Un ex-ultra particulièrement flegmatique et instruit raconte avec délectation: «J'enfonçais le fumigène dans le pain et je laissais dépasser la salade pour camoufler les bords. Puis j'emballais le sandwich dans du cellophane, pour donner l’illusion de la transparence. On en préparait des dizaines chez ma grand-mère, qui était tout inquiète et excitée».
«Les enfants sont rarement fouillés», témoigne un ultra romand qui, un tantinet contrit, avoue avoir dissimulé des torches dans «le sac à dos du petit», 11 ans. Un autre a choisi «le paquet de pop-corn» qu'il avait acheté devant le stade, un autre encore «le mât du drapeau suisse que mon neveu emmenait partout avec lui».
Des fans du FC Saint-Gall ont été interceptés à 4 heures du matin dans l'enceinte de Tourbillon, alors qu'ils entraient par effraction. Cette intervention surprise, à cinq jours d'un match contre le FC Sion, a permis la saisie record de vingt kilos d'engins pyrotechniques.
Nullement découragés, les Saint-Gallois sont revenus la veille d'un autre match, déguisés en ouvriers, pour poser une fausse conduite dans les toilettes, plus exactement un tuyau suspendu au plafond dans lequel ils ont stocké du matériel.
Il n'est pas rare que les ultras aient des relais sur place (voirie, catering) ou soient simplement autorisés à installer leurs tifos durant la semaine, ce qui leur permet de «scotcher discrètement des torches sous les sièges».
Les fumigènes appartiennent à la pop culture du football de clubs, dont ils portent haut les extases et les couleurs. La répression, en cela, est un échec, car elle procède d'une double hypocrisie: l'impossibilité légale de la mener réellement, avec des fouilles au corps complètes, et la volonté inégale d'aboutir absolument, sachant qu'au-delà des volutes puantes et aveuglantes, les torches expriment un genre de feu sacré dont le football a besoin, et que le monde dit civilisé, des médias mainstream aux tribunes principales, regarde souvent avec des yeux éblouis – pour autant que ça ne pique pas trop.

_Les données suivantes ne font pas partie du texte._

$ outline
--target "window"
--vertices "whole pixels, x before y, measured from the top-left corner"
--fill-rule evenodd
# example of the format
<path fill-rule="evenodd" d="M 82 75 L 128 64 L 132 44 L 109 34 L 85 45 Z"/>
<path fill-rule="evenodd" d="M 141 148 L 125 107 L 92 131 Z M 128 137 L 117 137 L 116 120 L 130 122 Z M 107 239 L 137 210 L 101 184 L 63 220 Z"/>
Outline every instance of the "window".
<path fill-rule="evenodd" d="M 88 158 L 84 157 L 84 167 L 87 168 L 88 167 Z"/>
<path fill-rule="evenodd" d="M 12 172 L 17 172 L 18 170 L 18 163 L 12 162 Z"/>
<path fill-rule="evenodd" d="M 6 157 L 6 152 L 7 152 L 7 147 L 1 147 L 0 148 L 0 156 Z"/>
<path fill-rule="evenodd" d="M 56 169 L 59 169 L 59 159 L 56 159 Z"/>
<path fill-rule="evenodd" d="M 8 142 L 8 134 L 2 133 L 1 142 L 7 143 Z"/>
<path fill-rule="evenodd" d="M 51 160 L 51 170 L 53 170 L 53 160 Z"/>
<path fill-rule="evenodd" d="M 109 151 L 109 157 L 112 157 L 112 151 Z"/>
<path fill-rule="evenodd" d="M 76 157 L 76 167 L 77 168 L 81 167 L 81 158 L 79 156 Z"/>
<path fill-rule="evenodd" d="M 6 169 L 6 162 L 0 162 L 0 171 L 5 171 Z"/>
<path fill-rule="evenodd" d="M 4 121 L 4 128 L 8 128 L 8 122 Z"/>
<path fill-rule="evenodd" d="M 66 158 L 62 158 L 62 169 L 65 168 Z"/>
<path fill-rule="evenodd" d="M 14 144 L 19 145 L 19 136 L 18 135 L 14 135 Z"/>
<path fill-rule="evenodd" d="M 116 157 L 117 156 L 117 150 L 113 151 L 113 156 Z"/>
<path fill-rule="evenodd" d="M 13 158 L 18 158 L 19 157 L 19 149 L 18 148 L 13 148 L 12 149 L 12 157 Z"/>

Quiconque est en possession d'engins pyrotechniques à l'entrée d'un stade encourt une peine sévère. Le Tribunal fédéral (TF) a confirmé la condamnation de deux hooligans du FC Bâle à 60 jours amendes avec sursis pour tentative d'infraction à la loi sur les explosifs. A Bellinzone, le Tribunal pénal fédéral a condamné un supporter à trois ans d'emprisonnement – dont la moitié ferme – pour avoir jeté des pétards sur la pelouse, en plein match, en février 2016.

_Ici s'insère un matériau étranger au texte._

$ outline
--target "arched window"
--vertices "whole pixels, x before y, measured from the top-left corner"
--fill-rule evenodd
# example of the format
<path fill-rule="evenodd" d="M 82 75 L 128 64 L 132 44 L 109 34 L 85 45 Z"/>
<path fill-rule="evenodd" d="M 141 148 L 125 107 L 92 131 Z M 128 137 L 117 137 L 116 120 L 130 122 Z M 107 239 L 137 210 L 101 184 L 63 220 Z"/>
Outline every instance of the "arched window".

Une fois dégoupillée, la torche ne peut plus être éteinte manuellement. Il faut recourir à un bidon d'eau ou de sable. La chaleur peut atteindre 1500°C et entraîner des brûlures graves. Sans oublier la déflagration pour les engins de type explosif: un supporter du FC Thoune souffre de troubles auditifs à vie.

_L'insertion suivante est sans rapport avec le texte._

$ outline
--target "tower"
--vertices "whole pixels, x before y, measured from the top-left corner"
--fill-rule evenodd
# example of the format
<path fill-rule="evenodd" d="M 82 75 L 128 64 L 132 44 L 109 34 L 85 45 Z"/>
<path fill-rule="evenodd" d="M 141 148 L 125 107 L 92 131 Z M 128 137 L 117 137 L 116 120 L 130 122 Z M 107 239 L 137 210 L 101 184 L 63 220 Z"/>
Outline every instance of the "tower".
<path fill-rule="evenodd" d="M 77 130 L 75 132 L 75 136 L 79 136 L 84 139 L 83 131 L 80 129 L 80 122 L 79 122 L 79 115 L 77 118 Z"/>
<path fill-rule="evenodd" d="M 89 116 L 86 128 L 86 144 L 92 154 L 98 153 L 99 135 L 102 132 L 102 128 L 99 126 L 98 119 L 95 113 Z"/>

Les risques commencent avec l'importation illégale, sans permis d'acquisition, de toute forme d'engins pyrotechniques, peu importe qu'ils soient commandés sur internet, achetés à l'Est, dans des filières spécialisées, ou à des marins bretons, parmi les stocks de torches périmées. C'est dire si, avec 531 fumigènes craqués en un seul soir, le virage d'Auteuil connaît beaucoup de monde, sans doute beaucoup de marins et de grands-mères.